Ночью мы прибыли в Париж. Нас уже ждали у вагона гестаповцы, которые сопроводили нас к автомашинам, а затем самую большую и, я бы сказал, самую жестокую тюрьму в Париже – Френ. Что произошло? Где же данное в Берлине обещание Маргарет, что она будет в Париже освобождена? Почему и ее доставили в тюрьму?
Оформление было совершенно обычным для государственных преступников и тянулось довольно долго. Первой была оформлена Маргарет, и я увидел, что её повели опять-таки в наручниках. Видимо, ее заключили вместо обещанной в Берлине свободы в камеру. Вскоре повели в камеру и меня. О существовании подобных тюрем я не имел никакого представления. Я побывал уже в Брюсселе в форте Брееидоик, условия там были ужасными, но она не являлась тюрьмой как таковой. Это было временное размещение заключенных в бывшем укреплении Бельгии. А Френ была известной, мощной тюрьмой, рассчитанной на тысячи заключенных. Камера, в которую меня поместили, была сравнительно небольшая, я думаю, не более 8 квадратных метров, а скорее, даже и того меньше. В ней находилась «надежно» закрепленная койка, нечто похожее на довольно широкую полку, прикрепленную к одной из стен, служившее столом, и табуретка. Около двери в камеру, в углу, находилось нечто, похожее на чугунный унитаз, над которым был кран для холодной воды. В камере было холодно, стены влажные. Напротив входной двери было окно, снаружи защищенное металлическим щитом, оставляющим открытым небольшой участок уже расположенного наверху окна.
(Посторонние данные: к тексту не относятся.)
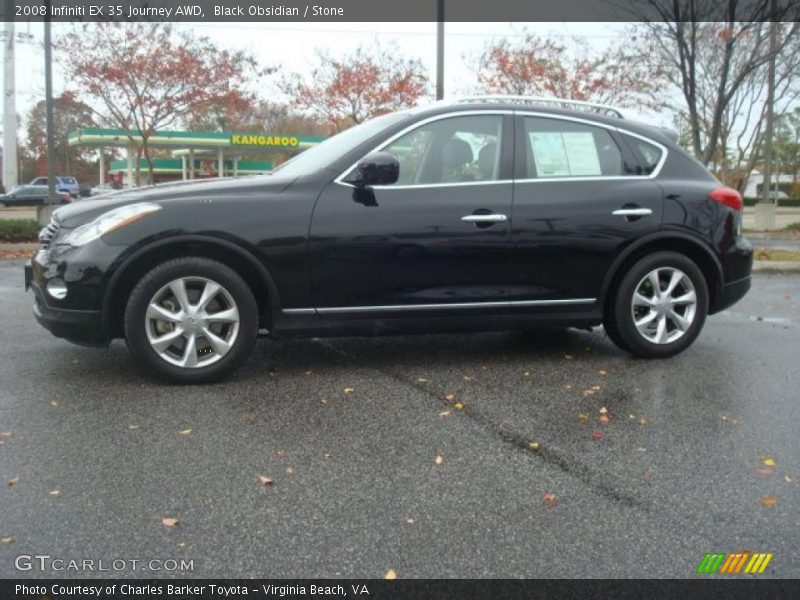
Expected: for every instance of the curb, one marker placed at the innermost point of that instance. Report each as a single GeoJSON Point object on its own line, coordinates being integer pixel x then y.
{"type": "Point", "coordinates": [776, 266]}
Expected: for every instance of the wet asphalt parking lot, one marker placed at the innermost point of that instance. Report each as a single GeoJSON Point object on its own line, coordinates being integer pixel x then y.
{"type": "Point", "coordinates": [530, 482]}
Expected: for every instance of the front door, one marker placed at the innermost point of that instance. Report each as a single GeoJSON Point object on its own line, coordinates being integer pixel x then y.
{"type": "Point", "coordinates": [435, 241]}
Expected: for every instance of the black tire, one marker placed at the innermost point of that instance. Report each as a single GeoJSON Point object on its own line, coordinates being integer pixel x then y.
{"type": "Point", "coordinates": [620, 323]}
{"type": "Point", "coordinates": [136, 322]}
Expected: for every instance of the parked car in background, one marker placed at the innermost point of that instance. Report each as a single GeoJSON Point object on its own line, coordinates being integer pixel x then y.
{"type": "Point", "coordinates": [31, 195]}
{"type": "Point", "coordinates": [502, 213]}
{"type": "Point", "coordinates": [105, 188]}
{"type": "Point", "coordinates": [63, 184]}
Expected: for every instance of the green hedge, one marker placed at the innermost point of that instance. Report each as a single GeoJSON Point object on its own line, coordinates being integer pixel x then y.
{"type": "Point", "coordinates": [19, 230]}
{"type": "Point", "coordinates": [794, 202]}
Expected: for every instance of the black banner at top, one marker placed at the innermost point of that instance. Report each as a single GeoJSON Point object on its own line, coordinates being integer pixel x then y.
{"type": "Point", "coordinates": [332, 11]}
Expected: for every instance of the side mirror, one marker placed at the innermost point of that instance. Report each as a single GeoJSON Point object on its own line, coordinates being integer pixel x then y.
{"type": "Point", "coordinates": [378, 168]}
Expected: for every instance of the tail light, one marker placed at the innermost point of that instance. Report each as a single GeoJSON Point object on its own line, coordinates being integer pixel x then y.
{"type": "Point", "coordinates": [727, 196]}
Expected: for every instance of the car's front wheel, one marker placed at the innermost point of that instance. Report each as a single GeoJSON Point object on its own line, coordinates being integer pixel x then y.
{"type": "Point", "coordinates": [191, 320]}
{"type": "Point", "coordinates": [660, 306]}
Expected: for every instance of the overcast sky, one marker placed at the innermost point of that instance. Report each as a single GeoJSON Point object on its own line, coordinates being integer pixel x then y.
{"type": "Point", "coordinates": [291, 46]}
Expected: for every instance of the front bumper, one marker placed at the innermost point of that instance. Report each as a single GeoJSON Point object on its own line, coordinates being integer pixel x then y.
{"type": "Point", "coordinates": [84, 327]}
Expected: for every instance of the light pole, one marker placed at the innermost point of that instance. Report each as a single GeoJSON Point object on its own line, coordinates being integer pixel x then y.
{"type": "Point", "coordinates": [10, 179]}
{"type": "Point", "coordinates": [440, 49]}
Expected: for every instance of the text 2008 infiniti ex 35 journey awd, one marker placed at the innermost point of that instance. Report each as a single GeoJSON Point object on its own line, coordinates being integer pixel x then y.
{"type": "Point", "coordinates": [483, 213]}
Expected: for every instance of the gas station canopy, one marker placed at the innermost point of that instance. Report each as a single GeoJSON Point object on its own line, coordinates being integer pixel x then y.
{"type": "Point", "coordinates": [194, 151]}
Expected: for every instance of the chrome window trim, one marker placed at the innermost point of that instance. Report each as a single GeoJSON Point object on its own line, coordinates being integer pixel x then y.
{"type": "Point", "coordinates": [620, 130]}
{"type": "Point", "coordinates": [451, 306]}
{"type": "Point", "coordinates": [412, 127]}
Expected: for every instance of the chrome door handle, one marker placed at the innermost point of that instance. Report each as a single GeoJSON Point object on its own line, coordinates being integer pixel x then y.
{"type": "Point", "coordinates": [495, 218]}
{"type": "Point", "coordinates": [632, 212]}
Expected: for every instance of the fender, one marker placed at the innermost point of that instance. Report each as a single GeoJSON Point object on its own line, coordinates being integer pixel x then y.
{"type": "Point", "coordinates": [662, 236]}
{"type": "Point", "coordinates": [272, 289]}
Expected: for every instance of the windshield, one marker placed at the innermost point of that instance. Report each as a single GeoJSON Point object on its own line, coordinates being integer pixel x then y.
{"type": "Point", "coordinates": [324, 153]}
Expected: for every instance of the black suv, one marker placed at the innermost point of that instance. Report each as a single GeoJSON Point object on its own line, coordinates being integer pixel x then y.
{"type": "Point", "coordinates": [484, 213]}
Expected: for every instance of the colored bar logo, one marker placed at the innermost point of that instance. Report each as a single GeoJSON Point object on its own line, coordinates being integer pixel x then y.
{"type": "Point", "coordinates": [732, 564]}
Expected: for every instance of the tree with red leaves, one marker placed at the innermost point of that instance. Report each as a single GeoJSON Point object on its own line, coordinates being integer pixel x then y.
{"type": "Point", "coordinates": [142, 77]}
{"type": "Point", "coordinates": [537, 66]}
{"type": "Point", "coordinates": [356, 87]}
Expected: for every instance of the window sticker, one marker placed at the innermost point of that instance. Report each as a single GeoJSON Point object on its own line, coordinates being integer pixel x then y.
{"type": "Point", "coordinates": [565, 154]}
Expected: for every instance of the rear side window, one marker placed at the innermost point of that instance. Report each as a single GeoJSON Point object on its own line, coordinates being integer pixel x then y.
{"type": "Point", "coordinates": [647, 154]}
{"type": "Point", "coordinates": [557, 148]}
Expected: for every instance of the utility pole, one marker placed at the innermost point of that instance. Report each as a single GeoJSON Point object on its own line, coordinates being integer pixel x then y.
{"type": "Point", "coordinates": [48, 98]}
{"type": "Point", "coordinates": [765, 210]}
{"type": "Point", "coordinates": [10, 179]}
{"type": "Point", "coordinates": [440, 49]}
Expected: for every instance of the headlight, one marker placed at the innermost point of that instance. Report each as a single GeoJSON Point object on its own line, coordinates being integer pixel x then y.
{"type": "Point", "coordinates": [108, 222]}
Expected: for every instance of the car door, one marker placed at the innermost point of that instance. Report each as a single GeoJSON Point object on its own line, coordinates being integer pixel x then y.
{"type": "Point", "coordinates": [580, 196]}
{"type": "Point", "coordinates": [435, 241]}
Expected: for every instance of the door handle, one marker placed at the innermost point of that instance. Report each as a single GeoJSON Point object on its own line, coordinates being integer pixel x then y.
{"type": "Point", "coordinates": [494, 218]}
{"type": "Point", "coordinates": [632, 212]}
Едва я разместился, как надзиратель и вместе с ним какой-то, видимо, заключенный с тачкой подошли к двери и в миску налили мне жидкость, едва напоминающую эрзац-кофе. Первый день пребывания в этой тюрьме убедил меня, что условия содержания в ней заключенных ужасные. Это касалось не только трудноописуемого скудного питания, но и ужесточенного режима. Не знаю, всем ли заключенным в тюрьме, а их было очень много, надевали такие наручники, но на меня надели очень плохие наручники. Они резали руки. Поздно вечером их сняли на несколько минут, чтобы я мог раздеться, ложась в копку.
Весь день прошел очень тяжело. Меня не покидала тревожная мысль, что происходит с Маргарет, неужели она содержится в этой тюрьме в равных со мной условиях? Да, мучительно было сознавать, что она абсолютно незаслуженно, исключительно по моей вине вынуждена переносить эти муки.
Тяжелые мысли не давали покоя – что ждет впереди? Я вновь пришел к выводу, что тактика, избранная мною на следствии после моего ареста, отказ от какого-либо сотрудничества с гестапо, в том числе и стремление скрыть все, связанное с моей разведывательной деятельностью, то есть то, что не может стать известным немцам из каких-либо источников, в том числе и из показаний арестованных, входящих в наши резидентуры, правильная. Мучил вопрос, с какой целью из Берлина меня доставили в Париж, действительно ли хотели добиться моего сотрудничества с Леопольдом Треппером и в чем оно должно выражаться? Усталый и обуреваемый размышлениями, я заснул, не зная, когда будет внесена ясность во все возникшие у меня вопросы.